A planta do tabaco moldou a sorte da humanidade. Hoje, a substância é usada e abusada por um bilhão de pessoas em todo o mundo.

É um hábito que remonta à Idade da Pedra, mostram novas pesquisas.

Sementes carbonizadas encontradas em uma antiga lareira usada por caçadores-coletores no que é hoje Utah sugerem que os humanos usavam tabaco há mais de 12 mil anos — nove mil anos antes do que o que havia sido documentado anteriormente e bem antes da agricultura criar raízes nas Américas.

“O tabaco, sem dúvida, teve mais impacto nos padrões globais da história do que qualquer outra substância psicoativa, mas a profundidade de seus laços culturais tem sido amplamente debatido”, observou o estudo.

A lareira no local Wishbone no Great Salt Lake Desert em Utah foi descoberta em 2015 durante uma pesquisa arqueológica de rotina, disse Daron Duke, diretor e COO do Far Western Anthropological Research Group, Inc.

Era uma “pequena mancha negra nas planícies de lama do deserto do Grande Lago Salgado”, disse Duke, o principal autor de um estudo sobre a descoberta do tabaco publicado na segunda-feira na revista Nature Human Behavior.

Duke e seus colegas escavaram o local, que foi cercado por artefatos de pedra e ossos — alguns dos quais foram expostos pelo vento.

O botânico da equipe percebeu as sementes assim que voltaram ao laboratório. Elas eram muito pequenos para os cientistas conseguirem definir uma data exata, mas três amostras de carbono da lareira indicavam que os humanos da Idade da Pedra acenderam o fogo há aproximadamente 12.300 anos.

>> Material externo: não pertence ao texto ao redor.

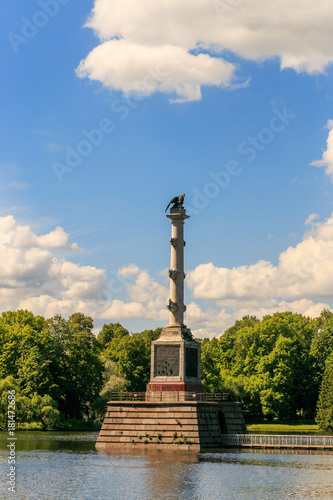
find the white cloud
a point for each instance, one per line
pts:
(151, 46)
(130, 270)
(145, 69)
(31, 277)
(305, 270)
(327, 158)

Naquela época, o deserto teria sido uma área úmida e uma grande atração para a vida selvagem e esses primeiros colonizadores. Pontas de lanças feitas de obsidiana encontradas na lareira sugerem que as pessoas percorriam grandes distâncias e caçavam animais grandes.

A nicotina vem da planta do tabaco, que é nativa das Américas e era usada pelos indígenas por suas propriedades psicoativas muito antes de os colonizadores europeus chegarem e levarem a prática de volta para a Europa.

Sementes

A equipe descartou a possibilidade de as sementes terem ido parar no forno por meios naturais, seja através do conteúdo estomacal dos patos e outras aves aquáticas cujos ossos foram encontrados no local ou em decorrência do uso da planta do tabaco como um combustível.

Duke disse que ambos os cenários eram improváveis.

As plantas do tabaco são tóxicas e não são consumidas por pássaros ou outros animais, explicou. Além disso, o tabaco não cresce em áreas úmidas, então deve ter sido trazido de outro lugar. Também carece de tecido lenhoso para gerar um fogo decente.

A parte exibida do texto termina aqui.